[
https://issues.apache.org/jira/browse/DRILL-6735?page=com.atlassian.jira.plugin.system.issuetabpanels:comment-tabpanel&focusedCommentId=16607732#comment-16607732
]
Boaz Ben-Zvi commented on DRILL-6735:
-------------------------------------
Note for the planner side: While this change is good for most cases, there
still could be few cases where the current implementation would work better.
Mainly when very many (join key) duplicates are expected on the build side.

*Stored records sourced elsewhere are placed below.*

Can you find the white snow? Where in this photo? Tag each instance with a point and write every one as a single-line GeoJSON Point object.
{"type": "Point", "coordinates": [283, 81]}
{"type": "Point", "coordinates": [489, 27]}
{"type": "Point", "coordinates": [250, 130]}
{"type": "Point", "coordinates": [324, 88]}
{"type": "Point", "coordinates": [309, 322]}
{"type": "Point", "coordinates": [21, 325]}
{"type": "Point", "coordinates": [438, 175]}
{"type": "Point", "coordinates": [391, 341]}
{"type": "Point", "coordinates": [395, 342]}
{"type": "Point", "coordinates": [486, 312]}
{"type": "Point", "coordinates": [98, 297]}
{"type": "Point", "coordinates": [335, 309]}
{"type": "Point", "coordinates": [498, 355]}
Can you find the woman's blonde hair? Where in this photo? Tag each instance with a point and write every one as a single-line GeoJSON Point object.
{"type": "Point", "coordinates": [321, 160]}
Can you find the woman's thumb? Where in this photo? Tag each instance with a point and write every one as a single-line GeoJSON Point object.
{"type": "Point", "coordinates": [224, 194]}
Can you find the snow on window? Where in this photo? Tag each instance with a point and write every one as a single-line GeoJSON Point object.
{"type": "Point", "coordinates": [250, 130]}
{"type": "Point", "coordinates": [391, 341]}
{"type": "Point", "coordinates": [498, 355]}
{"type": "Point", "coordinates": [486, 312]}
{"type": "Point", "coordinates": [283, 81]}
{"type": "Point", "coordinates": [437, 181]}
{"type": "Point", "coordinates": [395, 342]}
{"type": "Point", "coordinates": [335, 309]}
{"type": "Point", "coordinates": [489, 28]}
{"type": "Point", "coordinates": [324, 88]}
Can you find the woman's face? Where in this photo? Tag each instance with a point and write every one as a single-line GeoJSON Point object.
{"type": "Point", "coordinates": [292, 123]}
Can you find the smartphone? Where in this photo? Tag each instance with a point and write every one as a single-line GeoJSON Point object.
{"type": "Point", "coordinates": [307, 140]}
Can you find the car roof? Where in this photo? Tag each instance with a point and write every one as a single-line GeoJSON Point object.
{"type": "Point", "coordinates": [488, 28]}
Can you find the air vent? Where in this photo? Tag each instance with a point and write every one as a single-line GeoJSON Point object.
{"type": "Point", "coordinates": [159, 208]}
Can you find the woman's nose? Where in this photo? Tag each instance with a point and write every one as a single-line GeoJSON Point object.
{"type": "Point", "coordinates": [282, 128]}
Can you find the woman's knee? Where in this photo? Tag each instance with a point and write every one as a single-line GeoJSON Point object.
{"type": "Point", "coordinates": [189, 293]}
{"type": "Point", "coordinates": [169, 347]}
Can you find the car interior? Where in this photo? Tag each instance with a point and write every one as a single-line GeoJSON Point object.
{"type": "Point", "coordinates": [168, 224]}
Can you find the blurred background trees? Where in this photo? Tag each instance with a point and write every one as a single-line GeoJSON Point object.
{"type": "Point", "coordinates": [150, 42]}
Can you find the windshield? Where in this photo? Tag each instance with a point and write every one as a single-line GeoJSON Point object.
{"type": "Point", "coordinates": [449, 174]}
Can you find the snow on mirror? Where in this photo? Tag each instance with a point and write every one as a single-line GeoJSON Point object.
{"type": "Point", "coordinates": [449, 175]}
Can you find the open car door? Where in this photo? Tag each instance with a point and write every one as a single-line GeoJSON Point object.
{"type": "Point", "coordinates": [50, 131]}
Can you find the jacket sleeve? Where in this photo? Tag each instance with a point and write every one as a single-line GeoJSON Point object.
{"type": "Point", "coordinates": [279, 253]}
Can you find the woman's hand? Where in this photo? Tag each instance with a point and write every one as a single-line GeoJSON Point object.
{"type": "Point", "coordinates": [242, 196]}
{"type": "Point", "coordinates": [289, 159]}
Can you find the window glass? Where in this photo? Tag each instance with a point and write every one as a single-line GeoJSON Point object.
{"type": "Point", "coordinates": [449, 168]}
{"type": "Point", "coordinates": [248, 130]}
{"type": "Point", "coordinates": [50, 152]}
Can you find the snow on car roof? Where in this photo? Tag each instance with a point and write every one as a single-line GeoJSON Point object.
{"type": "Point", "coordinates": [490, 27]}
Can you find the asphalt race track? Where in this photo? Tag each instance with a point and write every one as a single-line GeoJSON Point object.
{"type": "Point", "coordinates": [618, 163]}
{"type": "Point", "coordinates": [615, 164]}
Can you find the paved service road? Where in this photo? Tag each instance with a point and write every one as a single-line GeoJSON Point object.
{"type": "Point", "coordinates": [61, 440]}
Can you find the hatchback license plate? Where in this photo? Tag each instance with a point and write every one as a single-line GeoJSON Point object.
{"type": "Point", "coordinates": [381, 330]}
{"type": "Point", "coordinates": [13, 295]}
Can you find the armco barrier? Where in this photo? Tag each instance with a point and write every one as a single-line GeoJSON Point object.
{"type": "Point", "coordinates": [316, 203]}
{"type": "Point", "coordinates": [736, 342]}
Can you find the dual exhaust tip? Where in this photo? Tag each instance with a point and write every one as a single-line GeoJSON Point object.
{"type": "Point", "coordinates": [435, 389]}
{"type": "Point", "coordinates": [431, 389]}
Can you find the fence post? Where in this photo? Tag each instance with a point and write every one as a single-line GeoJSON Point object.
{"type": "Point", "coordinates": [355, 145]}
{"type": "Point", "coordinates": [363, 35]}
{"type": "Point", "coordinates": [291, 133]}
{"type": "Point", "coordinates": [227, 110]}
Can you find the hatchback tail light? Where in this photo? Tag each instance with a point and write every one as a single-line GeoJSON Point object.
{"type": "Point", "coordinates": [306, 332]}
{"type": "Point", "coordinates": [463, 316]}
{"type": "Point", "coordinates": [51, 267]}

If the planner can predict such cases (based on statistics), then the
planner should decide which of the two options to use.
> Enhance the Hash-Join Operator to perform Semi and Anti-Semi joins
> ------------------------------------------------------------------
>
> Key: DRILL-6735
> URL: https://issues.apache.org/jira/browse/DRILL-6735
> Project: Apache Drill
> Issue Type: Improvement
> Components: Execution - Relational Operators, Query Planning &
> Optimization
> Affects Versions: 1.14.0
> Reporter: Boaz Ben-Zvi
> Assignee: Boaz Ben-Zvi
> Priority: Major
> Fix For: 1.15.0
>
>
> Currently Drill implements Semi-Join (see DRILL-402) by using a regular join,
> with a DISTINCT operator under the build upstream side to eliminate
> duplicates. Typically a physical plan for the Semi uses a hash-join, with a
> hash-aggr performing the DISTINCT (see example below).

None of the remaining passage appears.